Another hero of the Hindu nationalists, Lala Lajpat Rai suffered from the phobia of Muslim domination thinking that the Indian Muslims would join hands with the Muslims of Arabia and Central Asia to dominate the Hindus. Being a Punjabi Hindu, he was worried about the Muslim majority in Punjab and worked unsuccessfully for the division of this province. Lala ji probably believed in that Hindu nationalist narrative that looked upon the Muslim invasions from time to time as a systematic pan-Islamic conspiracy to subjugate Hindus. The problem with this narrative is that it is too simplistic because the past Muslim rulers were as divided on racial, linguistic, cultural and sectarian lines as the present ones are.
Yet another leader idolised by the Hindu nationalists was Pandat Madan Mohan Malaviya, who, as a rule, did not accept food from people other than his own ‘jati’ (race). Moreover, he remained at the centre of the major Hindu-Muslim tensions such as the anti-cow slaughter movement and the Urdu-Hindi controversy. In addition, he vigorously struggled for the reconversion of the Muslims to Hinduism because he felt that most of the Indian Muslims had been originally Hindus and were forcibly converted to Islam during the Muslim rule in the subcontinent.

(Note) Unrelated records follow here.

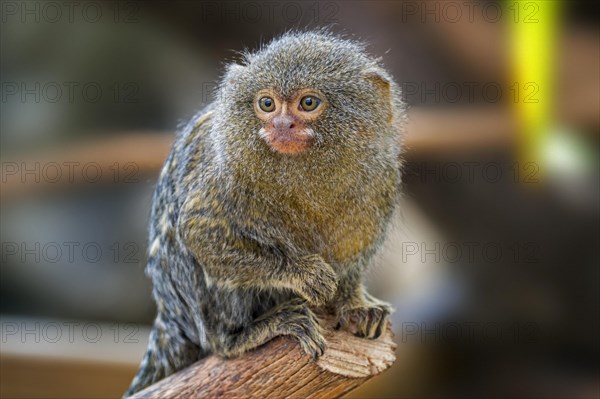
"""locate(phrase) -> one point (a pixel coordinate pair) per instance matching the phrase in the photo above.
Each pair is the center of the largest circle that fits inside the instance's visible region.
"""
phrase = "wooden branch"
(279, 369)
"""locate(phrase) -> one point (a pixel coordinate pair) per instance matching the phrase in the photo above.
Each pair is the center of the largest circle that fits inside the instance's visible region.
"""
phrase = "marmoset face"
(287, 120)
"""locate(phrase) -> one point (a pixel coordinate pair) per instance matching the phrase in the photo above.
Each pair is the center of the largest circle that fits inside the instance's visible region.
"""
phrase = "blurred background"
(492, 264)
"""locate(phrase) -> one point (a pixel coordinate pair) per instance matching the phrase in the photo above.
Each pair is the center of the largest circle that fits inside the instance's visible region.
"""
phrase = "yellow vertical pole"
(534, 27)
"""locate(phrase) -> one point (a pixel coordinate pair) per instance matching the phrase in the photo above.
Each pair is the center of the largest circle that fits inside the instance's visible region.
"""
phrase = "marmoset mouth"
(288, 142)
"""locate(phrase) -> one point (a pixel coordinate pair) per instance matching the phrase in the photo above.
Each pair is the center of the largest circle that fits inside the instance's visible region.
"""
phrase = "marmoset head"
(304, 92)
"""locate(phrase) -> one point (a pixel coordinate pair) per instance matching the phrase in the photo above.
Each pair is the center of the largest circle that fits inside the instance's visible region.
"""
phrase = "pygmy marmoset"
(272, 203)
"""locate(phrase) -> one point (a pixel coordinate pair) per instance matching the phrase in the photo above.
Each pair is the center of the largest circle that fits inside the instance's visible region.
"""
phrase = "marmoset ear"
(382, 82)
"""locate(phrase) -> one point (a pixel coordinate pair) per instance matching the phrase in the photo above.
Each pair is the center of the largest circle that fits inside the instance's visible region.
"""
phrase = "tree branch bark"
(279, 369)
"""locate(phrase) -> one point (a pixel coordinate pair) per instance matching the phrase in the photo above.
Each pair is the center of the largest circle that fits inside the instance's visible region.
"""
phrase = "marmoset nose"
(283, 122)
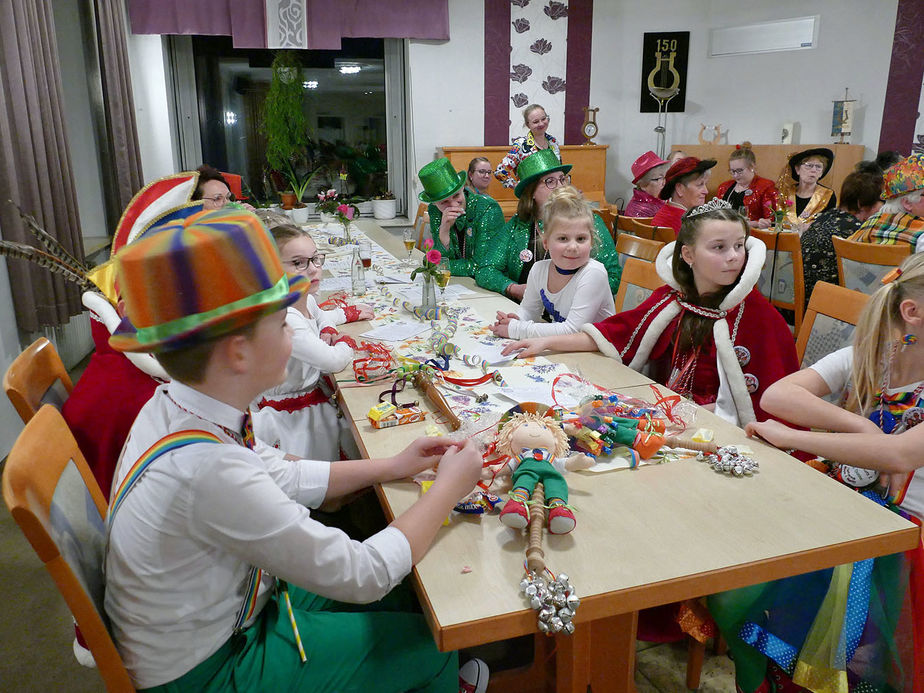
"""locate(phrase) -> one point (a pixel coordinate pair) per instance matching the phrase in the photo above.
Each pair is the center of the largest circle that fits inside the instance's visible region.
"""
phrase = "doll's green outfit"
(475, 238)
(512, 266)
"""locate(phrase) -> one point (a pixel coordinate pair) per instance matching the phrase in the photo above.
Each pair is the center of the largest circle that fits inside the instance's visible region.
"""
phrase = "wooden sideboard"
(588, 173)
(771, 158)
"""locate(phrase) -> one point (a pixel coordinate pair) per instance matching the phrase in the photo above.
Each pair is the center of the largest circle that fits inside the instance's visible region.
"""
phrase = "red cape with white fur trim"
(734, 367)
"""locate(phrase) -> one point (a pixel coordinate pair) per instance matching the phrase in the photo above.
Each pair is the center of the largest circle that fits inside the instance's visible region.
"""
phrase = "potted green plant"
(384, 205)
(288, 146)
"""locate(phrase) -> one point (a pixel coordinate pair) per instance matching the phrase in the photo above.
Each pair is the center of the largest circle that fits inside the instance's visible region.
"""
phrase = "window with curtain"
(343, 101)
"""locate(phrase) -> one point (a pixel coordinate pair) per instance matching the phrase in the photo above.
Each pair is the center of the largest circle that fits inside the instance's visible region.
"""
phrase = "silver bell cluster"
(729, 461)
(554, 600)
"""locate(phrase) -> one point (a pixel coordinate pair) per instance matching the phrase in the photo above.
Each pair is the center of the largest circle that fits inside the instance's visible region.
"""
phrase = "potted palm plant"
(288, 145)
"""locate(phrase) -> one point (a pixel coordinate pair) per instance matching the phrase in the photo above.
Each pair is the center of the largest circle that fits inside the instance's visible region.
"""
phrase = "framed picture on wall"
(664, 66)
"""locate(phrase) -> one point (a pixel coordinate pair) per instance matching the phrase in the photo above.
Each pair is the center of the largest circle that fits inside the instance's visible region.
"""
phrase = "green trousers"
(350, 647)
(530, 472)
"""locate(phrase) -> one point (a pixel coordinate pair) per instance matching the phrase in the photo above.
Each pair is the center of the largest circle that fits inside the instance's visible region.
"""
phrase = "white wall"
(445, 81)
(149, 87)
(750, 95)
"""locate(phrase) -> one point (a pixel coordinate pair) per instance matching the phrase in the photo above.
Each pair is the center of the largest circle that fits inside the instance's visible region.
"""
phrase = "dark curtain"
(328, 20)
(35, 167)
(124, 157)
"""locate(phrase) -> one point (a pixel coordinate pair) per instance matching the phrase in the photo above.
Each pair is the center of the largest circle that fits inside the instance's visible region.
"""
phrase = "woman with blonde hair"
(536, 121)
(880, 381)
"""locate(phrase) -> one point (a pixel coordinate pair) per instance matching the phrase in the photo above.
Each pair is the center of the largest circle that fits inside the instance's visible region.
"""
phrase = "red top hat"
(644, 164)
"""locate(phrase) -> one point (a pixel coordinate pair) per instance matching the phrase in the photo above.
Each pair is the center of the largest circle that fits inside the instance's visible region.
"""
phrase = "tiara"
(711, 206)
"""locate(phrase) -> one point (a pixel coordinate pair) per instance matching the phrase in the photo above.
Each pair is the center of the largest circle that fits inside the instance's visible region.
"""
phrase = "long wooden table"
(644, 537)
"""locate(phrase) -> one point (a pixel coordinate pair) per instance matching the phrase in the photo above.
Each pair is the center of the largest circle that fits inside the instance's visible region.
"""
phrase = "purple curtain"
(328, 20)
(35, 166)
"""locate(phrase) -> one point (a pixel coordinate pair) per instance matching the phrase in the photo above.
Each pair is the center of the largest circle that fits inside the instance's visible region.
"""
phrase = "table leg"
(600, 656)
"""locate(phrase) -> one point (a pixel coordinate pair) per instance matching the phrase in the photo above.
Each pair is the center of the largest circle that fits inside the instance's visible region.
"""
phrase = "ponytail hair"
(695, 329)
(567, 203)
(879, 325)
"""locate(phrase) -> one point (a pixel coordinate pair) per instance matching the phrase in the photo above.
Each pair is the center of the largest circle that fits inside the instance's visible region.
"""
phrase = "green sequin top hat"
(538, 164)
(440, 180)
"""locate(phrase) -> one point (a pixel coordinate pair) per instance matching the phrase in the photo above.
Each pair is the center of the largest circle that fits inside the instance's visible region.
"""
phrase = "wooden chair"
(639, 280)
(829, 322)
(782, 280)
(608, 220)
(36, 377)
(632, 246)
(58, 506)
(421, 224)
(638, 226)
(861, 266)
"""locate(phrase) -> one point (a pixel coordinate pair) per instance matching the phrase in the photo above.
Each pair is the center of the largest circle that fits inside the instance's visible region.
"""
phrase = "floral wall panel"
(538, 62)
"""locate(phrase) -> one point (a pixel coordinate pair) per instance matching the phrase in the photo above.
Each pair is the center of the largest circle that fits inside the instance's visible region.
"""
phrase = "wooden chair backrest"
(861, 266)
(37, 376)
(421, 224)
(782, 279)
(633, 246)
(57, 504)
(639, 279)
(829, 322)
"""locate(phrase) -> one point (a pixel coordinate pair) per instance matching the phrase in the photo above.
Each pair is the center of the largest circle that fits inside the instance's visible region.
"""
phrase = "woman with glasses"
(539, 174)
(802, 197)
(213, 190)
(648, 178)
(300, 416)
(747, 189)
(536, 120)
(479, 175)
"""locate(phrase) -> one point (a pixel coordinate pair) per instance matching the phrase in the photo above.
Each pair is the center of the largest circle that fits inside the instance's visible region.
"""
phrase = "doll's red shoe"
(561, 520)
(515, 514)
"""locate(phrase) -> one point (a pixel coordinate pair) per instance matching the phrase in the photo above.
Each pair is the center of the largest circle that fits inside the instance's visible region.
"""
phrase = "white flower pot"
(384, 209)
(299, 215)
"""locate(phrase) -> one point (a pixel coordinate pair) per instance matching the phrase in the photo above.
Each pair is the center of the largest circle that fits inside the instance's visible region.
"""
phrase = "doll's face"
(532, 435)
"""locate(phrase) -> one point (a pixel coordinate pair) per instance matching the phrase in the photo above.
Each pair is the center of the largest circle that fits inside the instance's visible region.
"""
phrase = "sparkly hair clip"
(892, 276)
(710, 206)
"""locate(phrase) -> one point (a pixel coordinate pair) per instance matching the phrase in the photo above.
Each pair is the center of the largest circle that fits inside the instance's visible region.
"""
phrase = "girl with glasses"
(747, 189)
(536, 120)
(539, 174)
(300, 416)
(479, 175)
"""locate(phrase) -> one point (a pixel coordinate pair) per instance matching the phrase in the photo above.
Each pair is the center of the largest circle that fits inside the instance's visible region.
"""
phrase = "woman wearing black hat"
(802, 197)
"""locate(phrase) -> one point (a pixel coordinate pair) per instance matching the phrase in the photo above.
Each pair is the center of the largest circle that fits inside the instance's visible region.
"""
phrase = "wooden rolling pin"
(535, 556)
(424, 383)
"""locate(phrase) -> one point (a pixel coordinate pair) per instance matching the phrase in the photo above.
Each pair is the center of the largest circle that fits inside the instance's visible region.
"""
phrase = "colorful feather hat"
(198, 278)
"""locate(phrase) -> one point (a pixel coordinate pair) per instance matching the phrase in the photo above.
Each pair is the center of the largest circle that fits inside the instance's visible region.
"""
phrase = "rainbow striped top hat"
(198, 278)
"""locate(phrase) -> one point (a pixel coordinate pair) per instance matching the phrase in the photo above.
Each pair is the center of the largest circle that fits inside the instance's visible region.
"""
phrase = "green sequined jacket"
(507, 264)
(483, 223)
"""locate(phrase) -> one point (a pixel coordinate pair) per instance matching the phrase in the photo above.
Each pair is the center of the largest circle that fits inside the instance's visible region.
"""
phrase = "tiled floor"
(662, 668)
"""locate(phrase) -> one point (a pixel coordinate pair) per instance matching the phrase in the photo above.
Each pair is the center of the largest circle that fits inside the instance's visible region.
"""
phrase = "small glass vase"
(428, 294)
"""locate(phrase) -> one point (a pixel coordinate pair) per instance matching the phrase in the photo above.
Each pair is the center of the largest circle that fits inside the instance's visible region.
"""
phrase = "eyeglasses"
(220, 199)
(553, 182)
(301, 263)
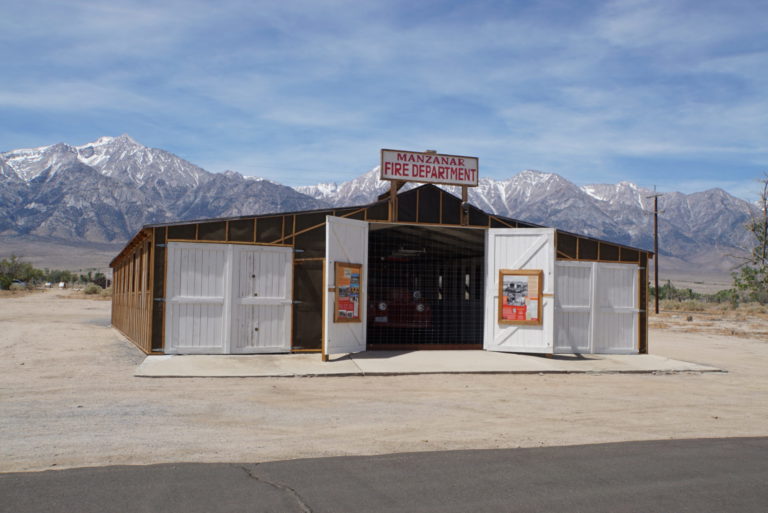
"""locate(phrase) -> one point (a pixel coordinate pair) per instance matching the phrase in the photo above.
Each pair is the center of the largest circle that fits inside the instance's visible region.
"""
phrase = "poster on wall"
(520, 296)
(347, 286)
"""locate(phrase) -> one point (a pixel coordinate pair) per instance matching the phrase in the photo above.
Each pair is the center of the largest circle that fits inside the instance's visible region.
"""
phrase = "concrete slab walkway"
(383, 363)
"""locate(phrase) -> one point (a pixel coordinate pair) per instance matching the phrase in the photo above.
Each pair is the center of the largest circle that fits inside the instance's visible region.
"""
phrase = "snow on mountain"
(690, 225)
(105, 190)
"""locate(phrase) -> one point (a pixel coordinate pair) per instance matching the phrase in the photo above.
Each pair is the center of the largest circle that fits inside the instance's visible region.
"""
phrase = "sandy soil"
(68, 398)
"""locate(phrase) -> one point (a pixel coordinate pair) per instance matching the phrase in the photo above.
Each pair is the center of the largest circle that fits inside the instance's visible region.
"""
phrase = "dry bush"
(684, 306)
(92, 289)
(753, 308)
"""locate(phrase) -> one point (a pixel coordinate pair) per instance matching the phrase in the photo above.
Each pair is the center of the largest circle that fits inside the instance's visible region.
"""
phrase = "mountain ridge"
(105, 190)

There is nothing wrong with any set of leaders working for the uplift of their community. The aforementioned Hindu nationalist leaders struggled for the betterment of their community. There would have been nothing wrong had they devoted their efforts for the rejuvenation of the Hindus but the problem arose because their words and deeds encouraged hatred and high-handedness towards the non-Hindu communities, particularly the Muslims. Modi and Co adore these leaders and wish to shape the future of India on their lines. Such an approach caused chaos in the past and if this line of action is pursued by the present Hindu nationalist leadership, the level of violence will be humongous because in the past the tools of violence were just lathis, knives and revolvers; today, there are missiles and nukes. Sanity did not prevail then; would it prevail, now?